The porch has its own memories–announcements of joining the military and engagement to be married and summer violin and mandolin playing after dark with only the stars and moon to provide light. Our porch swings have experienced joys and tears while our tables have been crowded with merry meals, sometimes folks sitting side by side having just met when they arrived for Thanksgiving dinner or standing room only at Christmas Open Houses. Our screen door has been opened to those of every age, belief and skin color and our hearts have been blessed by it.
Many young men have spent long week-ends with our sons while working on dirt bikes in the ample garage-shop. How many times have we had to remind our littles to move their pile of riding toys from the shop door just so we could walk inside? Will we miss these times? Certainly so. Memories are not so annoying as reality, I suppose.

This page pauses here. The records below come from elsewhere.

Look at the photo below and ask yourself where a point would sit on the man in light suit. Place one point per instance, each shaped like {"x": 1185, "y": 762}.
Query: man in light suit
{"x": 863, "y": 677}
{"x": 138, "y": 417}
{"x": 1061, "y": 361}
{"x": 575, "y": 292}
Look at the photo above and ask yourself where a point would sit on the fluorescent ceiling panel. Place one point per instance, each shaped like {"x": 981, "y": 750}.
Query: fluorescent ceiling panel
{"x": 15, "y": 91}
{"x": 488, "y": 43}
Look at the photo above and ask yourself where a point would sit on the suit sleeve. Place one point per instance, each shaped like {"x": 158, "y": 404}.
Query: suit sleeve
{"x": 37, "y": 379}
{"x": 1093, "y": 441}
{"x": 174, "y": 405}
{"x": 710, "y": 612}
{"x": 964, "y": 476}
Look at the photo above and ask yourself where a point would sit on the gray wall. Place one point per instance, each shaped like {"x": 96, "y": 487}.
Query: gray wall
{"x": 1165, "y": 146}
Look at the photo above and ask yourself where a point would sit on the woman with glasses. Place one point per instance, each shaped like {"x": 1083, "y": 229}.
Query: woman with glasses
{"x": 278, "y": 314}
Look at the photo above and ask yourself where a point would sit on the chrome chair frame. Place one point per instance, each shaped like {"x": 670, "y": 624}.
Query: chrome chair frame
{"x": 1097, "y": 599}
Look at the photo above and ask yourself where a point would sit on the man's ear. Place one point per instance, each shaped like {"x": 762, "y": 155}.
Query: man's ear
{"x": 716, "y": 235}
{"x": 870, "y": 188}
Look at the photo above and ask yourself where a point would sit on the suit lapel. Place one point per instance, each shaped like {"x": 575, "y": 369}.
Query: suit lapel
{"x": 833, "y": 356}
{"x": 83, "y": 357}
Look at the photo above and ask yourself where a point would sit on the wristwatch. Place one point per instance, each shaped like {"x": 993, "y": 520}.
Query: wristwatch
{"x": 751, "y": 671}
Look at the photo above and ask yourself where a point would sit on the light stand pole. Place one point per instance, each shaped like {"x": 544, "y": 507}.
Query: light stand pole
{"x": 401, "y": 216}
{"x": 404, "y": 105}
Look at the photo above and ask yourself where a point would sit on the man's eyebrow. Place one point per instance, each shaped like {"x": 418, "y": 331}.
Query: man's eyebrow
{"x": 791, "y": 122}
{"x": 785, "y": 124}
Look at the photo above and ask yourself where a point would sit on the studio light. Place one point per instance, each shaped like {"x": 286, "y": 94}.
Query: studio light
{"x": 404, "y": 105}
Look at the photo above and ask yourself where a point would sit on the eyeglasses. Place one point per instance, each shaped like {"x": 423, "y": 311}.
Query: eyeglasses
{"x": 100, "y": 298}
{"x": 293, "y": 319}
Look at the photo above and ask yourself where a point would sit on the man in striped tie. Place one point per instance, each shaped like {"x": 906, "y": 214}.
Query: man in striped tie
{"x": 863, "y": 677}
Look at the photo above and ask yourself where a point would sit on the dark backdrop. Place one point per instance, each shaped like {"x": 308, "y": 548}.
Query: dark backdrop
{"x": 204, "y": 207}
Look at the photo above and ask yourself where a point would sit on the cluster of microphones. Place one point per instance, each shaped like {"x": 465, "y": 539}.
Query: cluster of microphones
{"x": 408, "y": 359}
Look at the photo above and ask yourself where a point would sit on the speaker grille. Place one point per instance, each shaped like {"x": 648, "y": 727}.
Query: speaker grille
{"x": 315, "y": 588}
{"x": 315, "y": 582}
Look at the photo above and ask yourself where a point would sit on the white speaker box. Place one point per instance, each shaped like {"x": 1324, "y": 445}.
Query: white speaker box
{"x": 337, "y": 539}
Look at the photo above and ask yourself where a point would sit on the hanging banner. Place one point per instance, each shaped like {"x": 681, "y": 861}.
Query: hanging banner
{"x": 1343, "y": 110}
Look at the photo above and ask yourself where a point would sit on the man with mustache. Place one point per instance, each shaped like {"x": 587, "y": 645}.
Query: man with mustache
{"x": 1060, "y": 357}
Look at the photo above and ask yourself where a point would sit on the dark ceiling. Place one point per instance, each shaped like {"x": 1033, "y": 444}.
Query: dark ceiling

Our yards have footprints of children playing ghost-in-the-graveyard and catching lightening bugs in the summer evenings. The tallest oak was planted when my husband’s dear grandfather passed and the oddly growing redbud was a gift at the passing of his father. Every nook and cranny holds memories for us because, you see, we feel that one should live in a HOME and not a house.
Whippoorwill Fields Farm is what we named this place. Slowly swinging on the porch at night and listening to the lonely sound of the whippoorwill is oddly comforting, relaxing really. The next morning promises wild turkeys in the front yard and a family of deer in the back.
The farm is now to become yours to do with whatever you feel is right. We are embarking on a journey which we feel is the right thing to do for our family, as well. We have prayed for you for months! We have asked the Father to prepare you in every way necessary and that this house might be a blessing to you as it has been to us.
If we could thank the house, we would. It has been good to us. God has been good to us and to Him we give all the glory. We trust Him.
It is time that we begin to pack up our remaining belongings and leave the structure as clean as we can. We will pack the memories in our hearts and minds, making room for you to make your own. If we happen to leave one behind, please be kind and pick it up, dust it off and make it your own.